Angeführte Entscheidungen:
-
Anführungen in anderen Entscheidungen:
-

Sachverhalt und Anträge

I. Die Beschwerdeführerin hat gegen die am 25. März 1998 zur Post gegebene Entscheidung der Prüfungsabteilung über die Zurückweisung der europäischen Anmeldung Nr. 94 909 101.1 am 22. Mai 1998 Beschwerde eingelegt.

Die Zurückweisung wurde damit begründet, daß der Gegenstand des Anspruchs 1 im Hinblick auf den in den Dokumenten

D1: SU-A-1 646 784 (mit der deutschen Übersetzung D1a) und

D3: DE-A-3 812 642

beschriebenen Stand der Technik nicht auf einer erfinderischen Tätigkeit beruht.

Nach Auffassung der Prüfungsabteilung offenbart D1 alle Merkmale des Oberbegriffs des Anspruchs 1 sowie drei der vier Merkmale des kennzeichnenden Teils, so daß der Gegenstand des Anspruchs 1 sich von der aus D1 bekannten Drehmaschine lediglich dadurch unterscheidet, daß mehrere Werkzeugträger an der Frontseite der Maschine vor den Spindeln angeordnet sind.
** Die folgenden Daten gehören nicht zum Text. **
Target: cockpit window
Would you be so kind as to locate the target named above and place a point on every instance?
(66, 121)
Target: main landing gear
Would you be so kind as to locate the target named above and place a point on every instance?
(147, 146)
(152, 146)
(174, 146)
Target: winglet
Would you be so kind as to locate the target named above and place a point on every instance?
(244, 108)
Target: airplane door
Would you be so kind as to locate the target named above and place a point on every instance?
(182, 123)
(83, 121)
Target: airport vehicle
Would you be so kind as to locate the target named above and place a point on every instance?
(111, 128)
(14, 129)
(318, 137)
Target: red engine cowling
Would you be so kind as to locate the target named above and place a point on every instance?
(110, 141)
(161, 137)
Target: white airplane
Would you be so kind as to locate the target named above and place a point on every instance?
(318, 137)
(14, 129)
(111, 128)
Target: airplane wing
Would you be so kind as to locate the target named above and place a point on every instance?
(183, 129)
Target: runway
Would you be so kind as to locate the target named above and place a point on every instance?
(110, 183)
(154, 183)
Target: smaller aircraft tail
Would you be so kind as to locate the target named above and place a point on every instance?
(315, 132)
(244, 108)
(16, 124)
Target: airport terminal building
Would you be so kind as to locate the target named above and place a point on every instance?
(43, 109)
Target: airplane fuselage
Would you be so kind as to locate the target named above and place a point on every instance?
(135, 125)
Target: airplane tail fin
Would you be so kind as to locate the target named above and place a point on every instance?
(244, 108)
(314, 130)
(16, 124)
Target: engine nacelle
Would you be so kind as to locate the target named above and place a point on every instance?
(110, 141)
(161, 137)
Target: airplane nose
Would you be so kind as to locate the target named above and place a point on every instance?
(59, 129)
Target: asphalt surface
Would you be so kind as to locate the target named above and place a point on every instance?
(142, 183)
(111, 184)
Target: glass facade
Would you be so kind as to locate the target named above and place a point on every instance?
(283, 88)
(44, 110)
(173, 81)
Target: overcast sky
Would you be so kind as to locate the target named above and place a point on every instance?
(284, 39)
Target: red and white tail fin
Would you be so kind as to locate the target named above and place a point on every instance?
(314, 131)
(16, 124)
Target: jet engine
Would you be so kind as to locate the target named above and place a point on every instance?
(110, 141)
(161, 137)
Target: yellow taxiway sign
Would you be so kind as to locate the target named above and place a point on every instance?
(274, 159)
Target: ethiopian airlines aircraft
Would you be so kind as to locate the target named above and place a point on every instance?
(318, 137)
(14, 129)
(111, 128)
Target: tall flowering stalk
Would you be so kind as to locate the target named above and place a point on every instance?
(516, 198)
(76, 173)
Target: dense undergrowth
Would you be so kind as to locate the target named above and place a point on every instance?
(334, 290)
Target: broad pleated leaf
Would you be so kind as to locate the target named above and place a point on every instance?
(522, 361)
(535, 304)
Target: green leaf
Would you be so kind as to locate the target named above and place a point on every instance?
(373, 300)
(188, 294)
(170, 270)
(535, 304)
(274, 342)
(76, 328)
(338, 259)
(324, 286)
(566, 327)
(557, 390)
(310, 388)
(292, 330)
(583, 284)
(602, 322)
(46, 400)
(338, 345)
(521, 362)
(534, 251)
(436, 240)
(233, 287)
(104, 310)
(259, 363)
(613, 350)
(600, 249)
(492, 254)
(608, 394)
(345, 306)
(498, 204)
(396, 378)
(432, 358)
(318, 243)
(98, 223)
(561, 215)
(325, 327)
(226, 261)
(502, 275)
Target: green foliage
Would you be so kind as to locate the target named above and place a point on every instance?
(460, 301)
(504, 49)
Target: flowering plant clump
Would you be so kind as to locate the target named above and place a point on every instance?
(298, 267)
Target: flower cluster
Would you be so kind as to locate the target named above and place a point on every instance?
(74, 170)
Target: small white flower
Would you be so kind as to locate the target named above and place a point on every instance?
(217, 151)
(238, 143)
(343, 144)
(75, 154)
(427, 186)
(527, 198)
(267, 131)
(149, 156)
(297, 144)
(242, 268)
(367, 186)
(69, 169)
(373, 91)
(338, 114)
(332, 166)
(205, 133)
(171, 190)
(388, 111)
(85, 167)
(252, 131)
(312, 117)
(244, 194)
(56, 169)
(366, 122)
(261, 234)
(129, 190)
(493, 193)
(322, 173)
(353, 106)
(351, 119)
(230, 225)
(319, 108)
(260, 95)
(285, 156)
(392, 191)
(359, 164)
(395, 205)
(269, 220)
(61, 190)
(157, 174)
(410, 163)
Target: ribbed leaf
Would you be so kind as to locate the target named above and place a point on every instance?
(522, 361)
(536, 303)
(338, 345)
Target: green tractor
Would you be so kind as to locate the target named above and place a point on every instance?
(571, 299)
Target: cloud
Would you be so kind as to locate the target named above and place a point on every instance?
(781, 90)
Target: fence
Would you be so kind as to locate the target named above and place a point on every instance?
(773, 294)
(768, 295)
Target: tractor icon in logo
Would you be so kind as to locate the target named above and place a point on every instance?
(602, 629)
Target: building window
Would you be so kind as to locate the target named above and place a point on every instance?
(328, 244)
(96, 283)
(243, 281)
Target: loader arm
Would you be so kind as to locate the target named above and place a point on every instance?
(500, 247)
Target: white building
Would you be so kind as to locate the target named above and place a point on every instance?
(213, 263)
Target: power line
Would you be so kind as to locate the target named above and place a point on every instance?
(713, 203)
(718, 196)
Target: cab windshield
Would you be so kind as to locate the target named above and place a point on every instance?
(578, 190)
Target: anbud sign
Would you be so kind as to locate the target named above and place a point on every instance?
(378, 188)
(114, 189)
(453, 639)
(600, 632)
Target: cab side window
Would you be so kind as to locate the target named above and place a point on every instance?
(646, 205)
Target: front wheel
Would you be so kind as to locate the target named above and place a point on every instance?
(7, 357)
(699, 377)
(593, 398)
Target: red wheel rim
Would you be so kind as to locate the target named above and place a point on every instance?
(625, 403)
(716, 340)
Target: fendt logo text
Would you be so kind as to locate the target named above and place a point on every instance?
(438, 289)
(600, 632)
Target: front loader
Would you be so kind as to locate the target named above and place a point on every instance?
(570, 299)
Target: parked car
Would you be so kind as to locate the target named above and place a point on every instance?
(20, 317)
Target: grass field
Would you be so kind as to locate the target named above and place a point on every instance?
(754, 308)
Es sei jedoch eine allgemein bekannte Maßnahme, Zwei- oder Mehrspindeldrehmaschinen mit gegenüberliegend angeordneten Spindeln mit mehreren Werkzeugträgern, insbesondere der Zahl der Spindeln entsprechend, zu versehen, wie z. B. in der D3 gezeigt werde. Der Fachmann würde ihre Aufnahme in die in D1 beschriebene Drehmaschine daher als eine übliche, im Rahmen normalen fachlichen Handelns liegende Maßnahme ansehen.

II. Mit der am 3. August 1998 eingegangenen Beschwerdebegründung wurden noch folgende Dokumente eingereicht:

D4: ein Prospekt (undatiert) "Pittler Petra CNC-Frontdrehmaschinen" der Pittler Maschinenfabrik, Langen bei Frankfurt/M., DE,

D5: die Kopie eines Prospekts "Brinkmann" Doppelspindel CNC-Drehautomat DC250-2, der Gebr. Brinkmann GmbH, Detmold-Remmighausen, DE und

D6: ein Gutachten von Prof. Dr.-Ing. Müller vom Institut für Maschinenwesen der TU Clausthal, datiert 23. Juli 1998.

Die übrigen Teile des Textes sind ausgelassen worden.